When he founded the Library Theatre in 1955, one of Stephen Joseph’s stated intentions was to encourage new plays by new playwrights.
The inaugural season featured new plays by four writers, one of whom is now considered to be the Stephen Joseph Theatre’s first resident playwright and who became both popular and prolific.
That writer was
David Campton and although he is not as well-known as another of Stephen Joseph’s protégés Alan Ayckbourn, he was the writer Stephen championed the most.
David first came to Stephen’s attention at a playwriting course during the early 1950s. Keen to encourage a promising new writer, Stephen continued to work with David and in 1955 invited him to write a play for the new Library Theatre in Scarborough.
This play,
Dragons Are Dangerous, began a pattern in which David had at least one play produced every year at the theatre until Stephen’s death in 1965; making him the venue’s most prolific writer during this period. He also had more plays directed by Stephen than anyone else.
Their strong relationship had a profound impact on David’s writing; Stephen encouraged his early ‘Comedy of Menace’ plays, which led to favourable comparisons with Harold Pinter. Stephen firmly believed David had the potential to be his breakout writer and went to great lengths to promote the writer, even in London. While he did not achieve the recognition Stephen felt he deserved, his plays were well-received by many influential critics including John Russell Taylor, who featured David in his seminal book on British theatre during the ‘50s and ‘60s,
Anger And After. In an article in The Times in 1961, he argued the playwright’s lack of recognition was due entirely to geography: “Clearly it is Mr Campton’s misfortune that he lives in the North, and has been produced primarily by a northern company, since up to now it has prevented him from receiving the attention he should have.”
David, like so many others at the Library Theatre, was not just a writer. He was the venue’s general manager between 1959 and 1963 and acted in 23 plays including the world premieres of Alan Ayckbourn’s first two plays,
The Square Cat and Love After All. Alan has fond memories of the increasingly terrible roles they wrote for each other which culminated in Alan playing “a homicidal, 108 year old female cook / nanny.” Stephen also encouraged David to try his hand at directing, initially directing his own play Usher in 1962, followed by Noël Coward’s Fallen Angels in 1963.

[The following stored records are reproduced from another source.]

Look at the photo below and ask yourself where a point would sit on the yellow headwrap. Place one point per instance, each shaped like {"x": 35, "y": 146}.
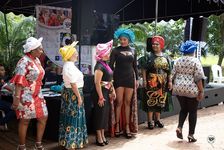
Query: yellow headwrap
{"x": 67, "y": 51}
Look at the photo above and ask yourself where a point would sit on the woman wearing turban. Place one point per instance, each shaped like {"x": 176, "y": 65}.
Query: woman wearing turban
{"x": 156, "y": 72}
{"x": 104, "y": 91}
{"x": 123, "y": 62}
{"x": 28, "y": 101}
{"x": 72, "y": 125}
{"x": 187, "y": 75}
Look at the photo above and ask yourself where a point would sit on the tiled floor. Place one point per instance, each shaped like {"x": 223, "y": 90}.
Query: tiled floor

Stephen Joseph died in 1967 and the last play he directed in Scarborough was David’s
Cock & Bull Story in 1965. After his death, David was vocal in defending Stephen’s artistic legacy and was responsible for facilitating the acquisition of Stephen’s papers by the University of Manchester.
David would have only one more play produced in Scarborough with Alan Ayckbourn directing the gothic thriller
Carmilla in 1972.
While it may be almost 40 years since one of his plays was last performed at the SJT, David found considerable success outside Scarborough. He wrote more than 100 one act plays and 20 full-length plays; of which 23 are currently published by Samuel French. His one act plays have long been a staple of amateur groups and his continued popularity can be measured by the fact that in 2010, he was the most performed playwright in the All England Theatre Festival.
David died in 2006 at the age of 82, shortly after receiving the Doctor Of Letters at the University of Leicester, having undoubtedly made a significant and lasting mark on British drama. His plays continue to be popular and John Russell Taylor’s description of his writing seems as relevant today as it did in 1961.
“His voice is individual, and deserves to be heard.”